For its size, the Greater Swiss Mountain Dog relatively healthy and does not seem to have problems associated with more popular dog breeds of its size. If you are looking for a family dog, you should be patient when it comes to house training. Even though the Greater Swiss Mountain Dogs may understand the concept within weeks, it may take months before they can become reliable.
Greater Swiss Mountain Dogs have two times the amount of ear muscles than people. It is a fact a Greater Swiss Mountain Dog can hear a sound at four times the distance of a human. Sound frequency is measured in Hertz (Hz) Def-Hertz is the measurement of frequency, explicitly it's one cycle per second. The higher the Hertz are, the higher the pitched the sound is. Greater Swiss Mountain Dogs hear best at 45,000 Hz to 65,000 Hz, while humans hear best at around 20 Hz to 20,000 Hz.

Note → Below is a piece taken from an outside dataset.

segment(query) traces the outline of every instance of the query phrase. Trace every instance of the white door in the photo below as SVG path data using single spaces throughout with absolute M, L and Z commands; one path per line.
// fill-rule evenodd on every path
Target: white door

The Greater Swiss Mountain Dog is willing and eager to please. It’s excellent with the children, sweet, devoted and easy-going. It is also good with the other pets in the family and quickly warms up to invited newcomers. You should not confine the dog to its kennel because it loves being around the family. The Greater Swiss Mountain Dog needs lots of room to run and exercise. This is a good dog for having a big back yard or a farm, or a big country home with lots of land.

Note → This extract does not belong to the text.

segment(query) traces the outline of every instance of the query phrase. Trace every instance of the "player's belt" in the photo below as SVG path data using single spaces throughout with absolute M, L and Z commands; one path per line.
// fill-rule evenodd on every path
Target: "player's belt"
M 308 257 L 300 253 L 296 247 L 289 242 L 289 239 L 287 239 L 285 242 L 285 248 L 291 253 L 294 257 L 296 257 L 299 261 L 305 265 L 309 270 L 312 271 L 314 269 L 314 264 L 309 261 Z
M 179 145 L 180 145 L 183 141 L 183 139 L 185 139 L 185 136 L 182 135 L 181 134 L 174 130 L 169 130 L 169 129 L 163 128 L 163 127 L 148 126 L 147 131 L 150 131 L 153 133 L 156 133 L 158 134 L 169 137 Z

The number one heath problems amongst Greater Swiss Mountain Dogs is obesity, so always make sure your dog doesn't get to fat. Many foot problems that Greater Swiss Mountain Dogs have are just an issue of long toenails. These are some of the diseases that the Greater Swiss Mountain Dog: Swissy Lick, Panosteitis, Entropion, Distichiasis, Cataracts, Splenic Torsion, Gastric Torsion, Patellar Luxation, Osteochondrosis Dissecans (OCD), Elbow Dysplasia, Hip Dysplasia.
At the end of the 1960s the first Greater Swiss Mountain Dogs were brought to the United States. Following coming to the U.S, the Greater Swiss Mountain Dog Club in America formed. The Greater Swiss Mountain Dog in 1995 was recognized by the American Kennel Club, as a Working Group classification.
Only humans and dogs have prostates and a dog doesn't have an appendix.
Greater Swiss Mountain Dog’s nose prints can be used to identify them, their nose prints are like a humans finger print. It is a Fact a Greater Swiss Mountain Dog smells more than 1,000 times stronger than that of a human. A Greater Swiss Mountain Dog’s nose, secretes a thin layer of mucous that helps it absorb scent, after that they lick their noses and sample the scent through their mouth.
A Greater Swiss Mountain Dog’s mouth can apply approximately 150 to 200 pounds of pressure per square inch and an American Pit Bull Terrier, German Shepherd Dog and a rottweiler can have 320 LBS of pressure on avg.